Quality of Service (QoS)
Quality of Service (QoS) is a mechanism of assigning a priority to a network flow (socket, rdma_cm connection) and manage its guarantees, limitations and its priority over other flows. This is accomplished by mapping the user's priority to a hardware TC (traffic class) through a 2/3 stage process. The TC is assigned with the QoS attributes and the different flows behave accordingly.
Mapping traffic to TCs consists of several actions which are user controllable, some controlled by the application itself and others by the system/network administrators.
The following is the general mapping traffic to Traffic Classes flow:
The application sets the required Type of Service (ToS).

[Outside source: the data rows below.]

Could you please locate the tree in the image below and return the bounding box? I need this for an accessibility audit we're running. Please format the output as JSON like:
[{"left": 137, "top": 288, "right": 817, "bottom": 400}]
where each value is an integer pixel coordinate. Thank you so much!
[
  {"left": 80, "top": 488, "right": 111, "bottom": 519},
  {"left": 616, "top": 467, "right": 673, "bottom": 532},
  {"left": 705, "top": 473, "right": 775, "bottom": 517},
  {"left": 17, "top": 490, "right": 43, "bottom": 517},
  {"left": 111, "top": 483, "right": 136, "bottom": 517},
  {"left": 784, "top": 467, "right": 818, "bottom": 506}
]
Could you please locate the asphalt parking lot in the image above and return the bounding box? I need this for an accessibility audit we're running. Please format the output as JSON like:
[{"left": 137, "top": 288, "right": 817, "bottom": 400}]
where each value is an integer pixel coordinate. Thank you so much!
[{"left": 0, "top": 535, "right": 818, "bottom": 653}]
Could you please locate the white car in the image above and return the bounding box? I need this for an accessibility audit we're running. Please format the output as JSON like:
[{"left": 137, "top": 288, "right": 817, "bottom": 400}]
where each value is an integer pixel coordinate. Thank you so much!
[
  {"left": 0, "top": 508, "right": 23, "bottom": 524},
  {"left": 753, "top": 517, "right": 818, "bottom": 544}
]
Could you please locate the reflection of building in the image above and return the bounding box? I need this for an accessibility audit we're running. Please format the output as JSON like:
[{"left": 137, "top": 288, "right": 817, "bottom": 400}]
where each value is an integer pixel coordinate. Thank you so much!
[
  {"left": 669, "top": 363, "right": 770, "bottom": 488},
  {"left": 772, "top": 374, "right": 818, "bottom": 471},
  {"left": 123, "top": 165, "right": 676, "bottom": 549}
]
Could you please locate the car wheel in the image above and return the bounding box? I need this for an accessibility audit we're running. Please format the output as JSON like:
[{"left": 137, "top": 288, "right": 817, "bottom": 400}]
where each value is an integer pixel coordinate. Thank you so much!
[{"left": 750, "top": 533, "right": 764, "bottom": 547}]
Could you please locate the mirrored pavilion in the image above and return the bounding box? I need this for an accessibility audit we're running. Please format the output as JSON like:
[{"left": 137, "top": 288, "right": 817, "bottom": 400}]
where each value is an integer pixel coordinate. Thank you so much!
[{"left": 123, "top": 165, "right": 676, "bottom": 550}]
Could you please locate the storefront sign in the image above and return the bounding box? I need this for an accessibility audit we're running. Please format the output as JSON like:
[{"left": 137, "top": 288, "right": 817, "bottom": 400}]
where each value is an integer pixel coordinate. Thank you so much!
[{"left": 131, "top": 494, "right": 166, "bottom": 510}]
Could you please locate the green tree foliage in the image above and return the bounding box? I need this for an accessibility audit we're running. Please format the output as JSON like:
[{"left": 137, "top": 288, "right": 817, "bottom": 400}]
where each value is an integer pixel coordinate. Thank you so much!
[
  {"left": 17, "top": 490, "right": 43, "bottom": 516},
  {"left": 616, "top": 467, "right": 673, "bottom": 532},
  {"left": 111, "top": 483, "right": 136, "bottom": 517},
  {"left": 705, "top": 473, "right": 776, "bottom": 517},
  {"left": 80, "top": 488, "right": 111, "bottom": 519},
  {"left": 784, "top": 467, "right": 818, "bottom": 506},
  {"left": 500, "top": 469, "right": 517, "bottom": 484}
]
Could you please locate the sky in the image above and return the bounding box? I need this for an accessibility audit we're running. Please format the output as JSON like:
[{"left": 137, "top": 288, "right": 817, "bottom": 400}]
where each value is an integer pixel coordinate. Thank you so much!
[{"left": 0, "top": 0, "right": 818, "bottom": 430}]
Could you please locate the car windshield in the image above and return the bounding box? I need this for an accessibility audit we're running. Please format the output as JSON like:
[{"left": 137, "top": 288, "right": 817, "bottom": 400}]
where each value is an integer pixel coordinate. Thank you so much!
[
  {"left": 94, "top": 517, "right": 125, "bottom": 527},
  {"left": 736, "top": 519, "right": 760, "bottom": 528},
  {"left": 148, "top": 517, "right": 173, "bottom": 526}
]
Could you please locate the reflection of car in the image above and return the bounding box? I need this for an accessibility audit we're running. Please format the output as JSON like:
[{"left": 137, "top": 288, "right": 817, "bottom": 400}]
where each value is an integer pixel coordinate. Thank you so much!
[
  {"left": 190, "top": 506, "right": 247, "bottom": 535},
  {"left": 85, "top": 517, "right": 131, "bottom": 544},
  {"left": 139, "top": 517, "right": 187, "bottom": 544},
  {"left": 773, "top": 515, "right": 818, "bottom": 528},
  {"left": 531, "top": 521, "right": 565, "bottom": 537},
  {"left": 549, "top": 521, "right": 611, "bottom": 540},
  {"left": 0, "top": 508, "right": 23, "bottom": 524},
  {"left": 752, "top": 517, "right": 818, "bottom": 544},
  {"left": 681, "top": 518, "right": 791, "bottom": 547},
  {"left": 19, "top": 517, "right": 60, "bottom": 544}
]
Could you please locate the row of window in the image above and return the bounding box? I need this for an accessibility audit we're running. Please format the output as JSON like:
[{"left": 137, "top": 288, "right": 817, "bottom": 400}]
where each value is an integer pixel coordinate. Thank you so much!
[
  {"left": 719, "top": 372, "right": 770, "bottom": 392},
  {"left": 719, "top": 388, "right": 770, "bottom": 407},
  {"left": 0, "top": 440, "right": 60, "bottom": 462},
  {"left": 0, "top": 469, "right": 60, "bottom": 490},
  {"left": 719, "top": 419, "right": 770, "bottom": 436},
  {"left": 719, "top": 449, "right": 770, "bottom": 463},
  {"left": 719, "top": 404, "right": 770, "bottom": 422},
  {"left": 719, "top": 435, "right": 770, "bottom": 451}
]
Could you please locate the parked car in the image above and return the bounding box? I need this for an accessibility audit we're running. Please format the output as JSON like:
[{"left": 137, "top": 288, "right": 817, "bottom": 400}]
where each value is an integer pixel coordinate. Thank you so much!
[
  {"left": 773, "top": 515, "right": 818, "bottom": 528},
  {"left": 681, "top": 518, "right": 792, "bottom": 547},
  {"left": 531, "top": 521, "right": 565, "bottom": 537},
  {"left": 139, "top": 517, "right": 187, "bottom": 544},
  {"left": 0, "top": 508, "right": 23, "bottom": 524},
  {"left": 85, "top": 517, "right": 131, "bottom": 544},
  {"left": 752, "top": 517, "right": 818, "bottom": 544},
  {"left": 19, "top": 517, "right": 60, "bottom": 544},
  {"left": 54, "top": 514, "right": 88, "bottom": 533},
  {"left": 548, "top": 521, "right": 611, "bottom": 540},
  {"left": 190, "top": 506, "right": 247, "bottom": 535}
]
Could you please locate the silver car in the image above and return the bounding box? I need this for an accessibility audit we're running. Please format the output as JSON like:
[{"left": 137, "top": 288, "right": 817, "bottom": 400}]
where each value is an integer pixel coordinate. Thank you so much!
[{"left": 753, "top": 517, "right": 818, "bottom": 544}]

The ToS is translated into a Socket Priority (sk_prio).
The sk_prio is mapped to a User Priority (UP) by the system administrator (some applica- tions set sk_prio directly).
The UP is mapped to TC by the network/system administrator.
TCs hold the actual QoS parameters
QoS can be applied on the following types of traffic. However, the general QoS flow may vary among them:
Plain Ethernet - Applications use regular inet sockets and the traffic passes via the ker- nel Ethernet driver
RoCE - Applications use the RDMA API to transmit using Queue Pairs (QPs)
Raw Ethernet QP - Application use VERBs API to transmit using a Raw Ethernet QP
Applications use regular inet sockets and the traffic passes via the kernel Ethernet driver. The following is the Plain Ethernet QoS mapping flow:
The application sets the ToS of the socket using setsockopt (IP_TOS, value).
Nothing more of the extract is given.